May 6, 2014
Research conducted by IDC found that during the second half of 2013 (H2 2013), the Hungarian market for consumables stabilised following an extended period of contraction, with the market remaining “extremely price-sensitive” as it sees “strong competition” from compatible products and refilling services, which have put downward pricing pressure on OEMs.
This pricing pressure was most apparent in the inkjet consumables space, where average sales price of products fell by 17.1 percent in H2 2013. Meanwhile, the shift from inkjet to laser devices was reflected in both new shipments and the local installed base, as toner sales continued to gain market volume share at the expense of ink consumables, which saw a further decline in market share to 55.5 percent compared to 57.3 percent a year earlier.

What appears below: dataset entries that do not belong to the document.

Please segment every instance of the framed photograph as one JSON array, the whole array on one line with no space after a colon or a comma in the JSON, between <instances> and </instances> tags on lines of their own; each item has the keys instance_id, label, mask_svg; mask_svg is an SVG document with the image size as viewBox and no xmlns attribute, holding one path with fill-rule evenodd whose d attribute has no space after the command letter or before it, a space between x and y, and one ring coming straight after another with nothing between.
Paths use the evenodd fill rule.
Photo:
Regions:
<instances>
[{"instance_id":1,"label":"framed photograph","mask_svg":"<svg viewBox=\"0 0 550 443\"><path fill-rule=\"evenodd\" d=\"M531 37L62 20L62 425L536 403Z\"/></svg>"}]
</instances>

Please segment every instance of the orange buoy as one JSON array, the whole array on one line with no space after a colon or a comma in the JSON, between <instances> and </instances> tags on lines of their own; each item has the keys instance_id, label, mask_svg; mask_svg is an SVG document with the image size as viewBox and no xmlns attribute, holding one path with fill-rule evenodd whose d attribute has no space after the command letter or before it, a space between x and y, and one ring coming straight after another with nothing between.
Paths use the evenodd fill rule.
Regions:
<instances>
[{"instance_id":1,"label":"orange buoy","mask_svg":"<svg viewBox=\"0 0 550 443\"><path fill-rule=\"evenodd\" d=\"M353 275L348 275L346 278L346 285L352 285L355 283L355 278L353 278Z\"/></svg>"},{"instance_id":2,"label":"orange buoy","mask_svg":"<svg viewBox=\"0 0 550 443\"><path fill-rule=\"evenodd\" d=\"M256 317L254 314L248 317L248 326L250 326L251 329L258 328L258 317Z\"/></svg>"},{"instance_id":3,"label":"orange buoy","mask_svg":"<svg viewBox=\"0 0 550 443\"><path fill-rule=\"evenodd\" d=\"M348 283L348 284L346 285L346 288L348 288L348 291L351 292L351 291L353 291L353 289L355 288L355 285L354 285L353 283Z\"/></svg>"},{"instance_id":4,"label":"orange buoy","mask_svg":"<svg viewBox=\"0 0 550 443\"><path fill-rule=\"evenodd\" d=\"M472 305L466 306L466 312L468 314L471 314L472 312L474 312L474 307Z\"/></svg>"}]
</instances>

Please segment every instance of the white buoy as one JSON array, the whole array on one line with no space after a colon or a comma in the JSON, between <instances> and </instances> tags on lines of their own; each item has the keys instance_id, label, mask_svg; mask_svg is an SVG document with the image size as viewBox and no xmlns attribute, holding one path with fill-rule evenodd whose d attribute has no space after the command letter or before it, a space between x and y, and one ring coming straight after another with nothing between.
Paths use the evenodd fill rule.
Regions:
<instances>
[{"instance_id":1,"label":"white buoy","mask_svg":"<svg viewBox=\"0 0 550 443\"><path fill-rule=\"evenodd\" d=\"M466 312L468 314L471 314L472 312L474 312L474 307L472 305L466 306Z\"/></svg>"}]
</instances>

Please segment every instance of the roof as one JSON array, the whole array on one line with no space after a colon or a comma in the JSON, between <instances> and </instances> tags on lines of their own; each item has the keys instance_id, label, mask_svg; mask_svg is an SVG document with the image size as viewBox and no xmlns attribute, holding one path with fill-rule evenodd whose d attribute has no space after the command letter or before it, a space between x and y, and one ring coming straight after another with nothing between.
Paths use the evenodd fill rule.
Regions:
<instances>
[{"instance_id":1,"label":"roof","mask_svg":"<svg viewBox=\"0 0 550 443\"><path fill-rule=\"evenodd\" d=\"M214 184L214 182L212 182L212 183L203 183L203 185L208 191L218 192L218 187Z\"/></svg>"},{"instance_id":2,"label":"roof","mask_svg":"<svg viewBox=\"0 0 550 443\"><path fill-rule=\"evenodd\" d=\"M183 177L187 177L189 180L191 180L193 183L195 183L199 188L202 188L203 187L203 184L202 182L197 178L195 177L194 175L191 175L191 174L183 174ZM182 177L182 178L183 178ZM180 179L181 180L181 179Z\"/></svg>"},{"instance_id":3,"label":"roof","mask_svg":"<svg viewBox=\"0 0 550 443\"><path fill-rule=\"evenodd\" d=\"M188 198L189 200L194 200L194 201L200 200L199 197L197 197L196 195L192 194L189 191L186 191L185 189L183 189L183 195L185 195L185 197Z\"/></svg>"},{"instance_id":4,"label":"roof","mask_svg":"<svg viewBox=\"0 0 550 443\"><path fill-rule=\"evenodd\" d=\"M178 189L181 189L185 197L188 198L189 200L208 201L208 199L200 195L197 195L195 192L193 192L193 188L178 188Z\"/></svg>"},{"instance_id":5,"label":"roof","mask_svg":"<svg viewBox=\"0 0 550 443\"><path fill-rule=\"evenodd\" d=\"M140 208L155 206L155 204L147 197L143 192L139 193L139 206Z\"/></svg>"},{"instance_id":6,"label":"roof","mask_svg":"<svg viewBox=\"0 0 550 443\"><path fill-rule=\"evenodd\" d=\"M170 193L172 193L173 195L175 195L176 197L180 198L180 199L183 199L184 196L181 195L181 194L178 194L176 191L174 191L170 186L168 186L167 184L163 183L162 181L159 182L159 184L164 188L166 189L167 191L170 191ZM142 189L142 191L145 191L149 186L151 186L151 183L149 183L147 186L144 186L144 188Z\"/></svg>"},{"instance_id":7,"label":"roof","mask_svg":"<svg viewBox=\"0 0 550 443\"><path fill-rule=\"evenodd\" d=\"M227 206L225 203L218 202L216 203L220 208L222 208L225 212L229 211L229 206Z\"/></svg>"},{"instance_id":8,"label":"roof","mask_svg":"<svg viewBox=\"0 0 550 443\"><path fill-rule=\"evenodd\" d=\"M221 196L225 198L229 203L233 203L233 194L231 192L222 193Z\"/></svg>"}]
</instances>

IDC found that “cheap new-build compatible” products, in particular clones, were rapidly gaining market share, threatening both OEMs and local remanufacturers. Laszlo Toth, Research Analyst at IDC Hungary, commented: “The extremely low price tags clones carry, often as low as one-tenth of an OEM consumable recommended retail price (RRP), seem to outweigh the possible risks for a growing number of customers. This explains why they could already represent some one-third of compatible shipments to Hungary.”
The Recycler reported in February that the Hungarian laser printer market had seen double-digit growth in the final quarter of 2013, both in terms of volume and value of shipments, despite other areas seeing declines.